L’Organisation des Nations Unies pour l’alimentation et l’agriculture (FAO) et le ministère de la Pêche et de l’Economie maritime (MPEM) ont célébré, hier lundi au Grand Théâtre de Dakar, la Journée nationale de l’huître (JNH).
La cérémonie organisée dans le cadre de Fish 4 ACP, a servi à la sensibilisation et à la promotion de la chaîne de valeurs Huître au Sénégal. Le programme Fish4ACP est financé au Sénégal par l’Union Européenne et le Ministère allemand de la Coopération économique et du développement (BMZ), pour accompagner la durabilité des chaînes de valeurs de la pêche et de l’aquaculture.
« Cette filière se comporte bien mais si on recule de 10 ans, on peut dire que cette filière manquait cruellement d’organisation surtout sur le niveau organisationnel et institutionnel.
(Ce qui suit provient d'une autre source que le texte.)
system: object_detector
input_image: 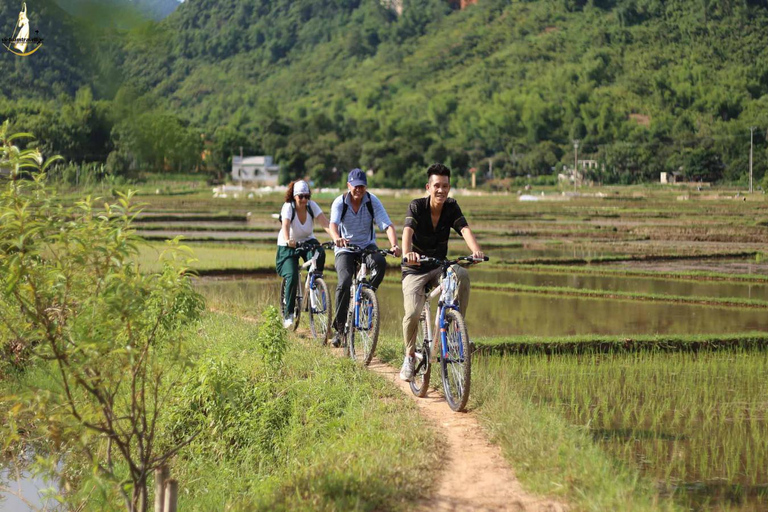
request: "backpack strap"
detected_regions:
[280,201,315,223]
[339,192,374,240]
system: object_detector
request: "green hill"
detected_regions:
[4,0,768,186]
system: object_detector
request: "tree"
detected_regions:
[0,124,204,512]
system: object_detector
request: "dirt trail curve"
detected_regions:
[369,358,568,512]
[220,308,568,512]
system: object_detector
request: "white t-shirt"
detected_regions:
[277,201,323,246]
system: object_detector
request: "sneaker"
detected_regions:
[400,356,414,382]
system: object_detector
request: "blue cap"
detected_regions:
[347,169,368,187]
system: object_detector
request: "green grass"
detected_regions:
[376,335,675,511]
[472,351,768,510]
[0,308,441,511]
[157,314,439,510]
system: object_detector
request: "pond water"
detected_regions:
[472,268,768,301]
[194,275,768,337]
[0,460,58,512]
[448,241,616,261]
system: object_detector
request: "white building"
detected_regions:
[232,156,280,185]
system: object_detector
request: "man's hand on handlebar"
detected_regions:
[403,252,421,265]
[472,251,487,261]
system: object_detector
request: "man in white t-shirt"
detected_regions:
[275,180,330,328]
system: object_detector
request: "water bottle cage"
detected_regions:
[357,263,368,282]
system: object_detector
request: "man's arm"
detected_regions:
[328,222,347,247]
[387,224,402,258]
[461,226,485,258]
[403,226,421,265]
[328,196,347,247]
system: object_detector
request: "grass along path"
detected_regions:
[376,336,677,512]
[362,356,568,512]
[284,328,569,512]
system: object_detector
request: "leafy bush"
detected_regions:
[0,124,204,510]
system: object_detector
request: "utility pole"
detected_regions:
[749,126,756,194]
[573,139,579,188]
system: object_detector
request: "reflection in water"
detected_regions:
[194,274,768,337]
[448,241,615,261]
[472,268,768,301]
[0,453,60,512]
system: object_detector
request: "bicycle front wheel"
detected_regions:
[307,277,333,345]
[440,309,472,411]
[351,288,379,366]
[410,304,432,398]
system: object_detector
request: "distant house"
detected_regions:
[232,156,280,185]
[659,172,683,183]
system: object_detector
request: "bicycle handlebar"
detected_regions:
[294,241,334,250]
[403,256,489,267]
[341,244,395,256]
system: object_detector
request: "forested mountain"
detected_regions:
[4,0,768,186]
[56,0,179,26]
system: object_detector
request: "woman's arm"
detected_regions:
[282,218,296,247]
[315,213,334,240]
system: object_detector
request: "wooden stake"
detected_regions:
[155,465,171,512]
[163,480,179,512]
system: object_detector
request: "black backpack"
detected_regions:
[277,201,315,225]
[339,192,374,238]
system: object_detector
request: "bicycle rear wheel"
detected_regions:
[410,304,432,398]
[280,278,301,331]
[307,277,333,345]
[350,287,379,366]
[440,309,472,411]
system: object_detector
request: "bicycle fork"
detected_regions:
[352,283,373,331]
[435,306,464,364]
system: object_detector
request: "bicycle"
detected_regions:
[341,245,394,366]
[403,256,488,412]
[280,242,333,345]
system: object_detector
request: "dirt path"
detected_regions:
[369,358,567,512]
[222,309,568,512]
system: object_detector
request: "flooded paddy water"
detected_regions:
[135,191,768,512]
[198,267,768,512]
[199,274,768,337]
[480,351,768,512]
[472,268,768,301]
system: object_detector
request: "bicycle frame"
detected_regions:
[297,247,322,310]
[424,267,464,358]
[349,259,371,329]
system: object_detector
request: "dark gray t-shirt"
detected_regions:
[403,197,469,275]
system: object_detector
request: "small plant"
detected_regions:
[0,125,204,512]
[257,306,288,370]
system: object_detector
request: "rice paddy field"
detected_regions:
[137,187,768,511]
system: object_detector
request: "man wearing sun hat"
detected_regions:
[330,169,400,347]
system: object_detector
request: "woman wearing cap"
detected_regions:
[275,180,330,328]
Au niveau infrastructurel il y’avait quelque chose même si cela datait des années 60. Mais aujourd’hui tel n’est plus le cas car non seulement il y’a un programme qui vise à identifier les points faibles de cette filière et en faire de telle sorte que des mesures correctives soient prises et appliquées et ceci est déjà fait » a-fait savoir Makhfous Sarr.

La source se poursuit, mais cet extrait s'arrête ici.